L’idea di base di The Booth at the End è eccellente e coadiuvata da alcune scelte che conferiscono mistero e densità alla trama. La prima è quella di far svolgere il tutto in un’unica ambientazione, appunto quella del tavolo in fondo. Come conseguenza, ogni azione non avviene sulla scena ma può essere rivissuta solo attraverso il racconto dei clienti. La seconda è la scelta del cast, con un perfetto Xander Berkeley (chi meglio di John il Rosso di The Mentalist per interpretare un personaggio ai confini della moralità?) a fare da protagonista. La terza è la gestione delle trame che parte da una base semplice semplice: il nostro uomo non esita a mentire al suo cliente se necessario; così solo il pubblico sa, ad esempio, che alcune missioni si scontreranno (es: la stessa persona dovrà essere uccisa da un cliente ma protetta da un altro cliente) e quindi sarà impossibile che vengano tutte portate a termine.
Ma è davvero l’incarico l’obiettivo finale del nostro uomo? In una sorta di macabra serendipità, ogni cliente troverà il suo preciso destino in un punto esatto del percorso – e non per forza al traguardo – e il pubblico seguirà ipnotizzato questa caccia al tesoro in cui tutto è allo stesso tempo inaspettato e deciso.

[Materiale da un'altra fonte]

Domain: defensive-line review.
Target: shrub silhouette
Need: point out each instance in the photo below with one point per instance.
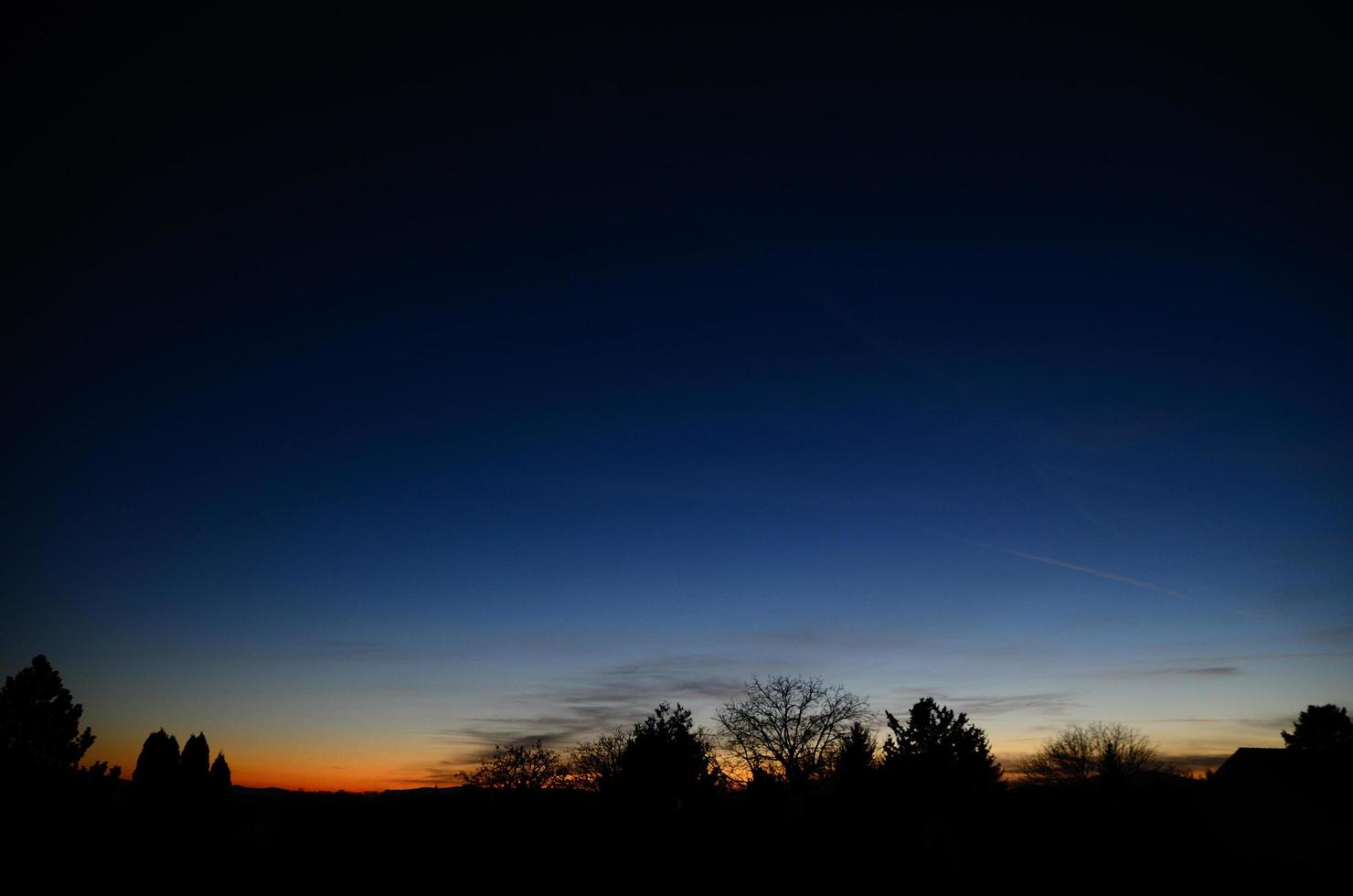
(938, 752)
(521, 768)
(667, 761)
(1105, 752)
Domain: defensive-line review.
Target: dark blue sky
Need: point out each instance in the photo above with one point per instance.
(383, 388)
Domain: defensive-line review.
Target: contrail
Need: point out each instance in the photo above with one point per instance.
(1102, 574)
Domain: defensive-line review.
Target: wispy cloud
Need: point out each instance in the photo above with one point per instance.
(1088, 570)
(612, 698)
(1191, 670)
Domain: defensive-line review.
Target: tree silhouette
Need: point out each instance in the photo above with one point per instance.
(789, 726)
(666, 761)
(518, 768)
(594, 765)
(155, 775)
(857, 755)
(1099, 750)
(220, 777)
(39, 724)
(1322, 730)
(939, 750)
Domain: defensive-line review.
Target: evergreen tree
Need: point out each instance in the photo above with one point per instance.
(39, 724)
(939, 752)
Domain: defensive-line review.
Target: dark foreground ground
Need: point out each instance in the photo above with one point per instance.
(744, 841)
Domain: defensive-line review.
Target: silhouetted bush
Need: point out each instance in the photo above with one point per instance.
(1322, 730)
(667, 763)
(939, 754)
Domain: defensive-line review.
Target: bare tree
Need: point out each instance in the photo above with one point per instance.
(594, 765)
(789, 726)
(521, 768)
(1081, 752)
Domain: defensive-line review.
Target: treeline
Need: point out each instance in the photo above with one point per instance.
(794, 769)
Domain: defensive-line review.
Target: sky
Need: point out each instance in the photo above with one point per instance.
(383, 388)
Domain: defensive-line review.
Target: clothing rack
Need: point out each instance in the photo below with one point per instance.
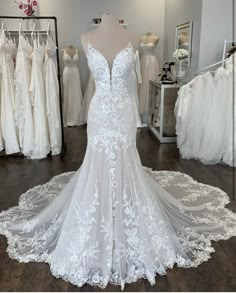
(63, 148)
(212, 65)
(223, 58)
(225, 45)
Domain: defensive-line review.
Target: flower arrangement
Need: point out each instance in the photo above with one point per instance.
(180, 54)
(29, 7)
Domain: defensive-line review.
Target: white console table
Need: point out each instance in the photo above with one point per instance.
(162, 103)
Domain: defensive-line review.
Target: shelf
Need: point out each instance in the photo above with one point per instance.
(97, 24)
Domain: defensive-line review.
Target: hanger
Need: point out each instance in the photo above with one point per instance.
(48, 29)
(33, 33)
(21, 31)
(2, 25)
(212, 65)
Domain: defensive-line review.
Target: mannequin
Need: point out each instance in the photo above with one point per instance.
(149, 38)
(150, 70)
(108, 30)
(72, 86)
(70, 50)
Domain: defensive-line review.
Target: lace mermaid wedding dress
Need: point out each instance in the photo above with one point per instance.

Il mercante si comporta letteralmente come un prestigiatore. Tutto di lui è volto ad affascinarci: il tono di voce, la struttura delle frasi (secche, ieratiche, brevi, mai appassionate, sempre sul punto e attente a non rivelare mai più di ciò che si deve) e tutto il non detto contribuisce a rapirci. Il nostro uomo è intoccabile, inscalfibile, il suo diario resterà per sempre un mistero, come il vero motivo per cui propone questi accordi.
L’ultimo pezzo di questa magia è però dato dall’ambientazione creata. Il tavolo in fondo infatti si presenta quasi come un “ufficio” separato rispetto alla tavola calda: nessuno disturba l’uomo e il suo cliente, nessuno è incuriosito dai loro dialoghi, nessuno chiede, nessuno cerca di capire perché una persona all’improvviso urla, si commuove o dà di matto, come se ci fosse una cortina di fumo che proteggesse il protagonista dal mondo esterno.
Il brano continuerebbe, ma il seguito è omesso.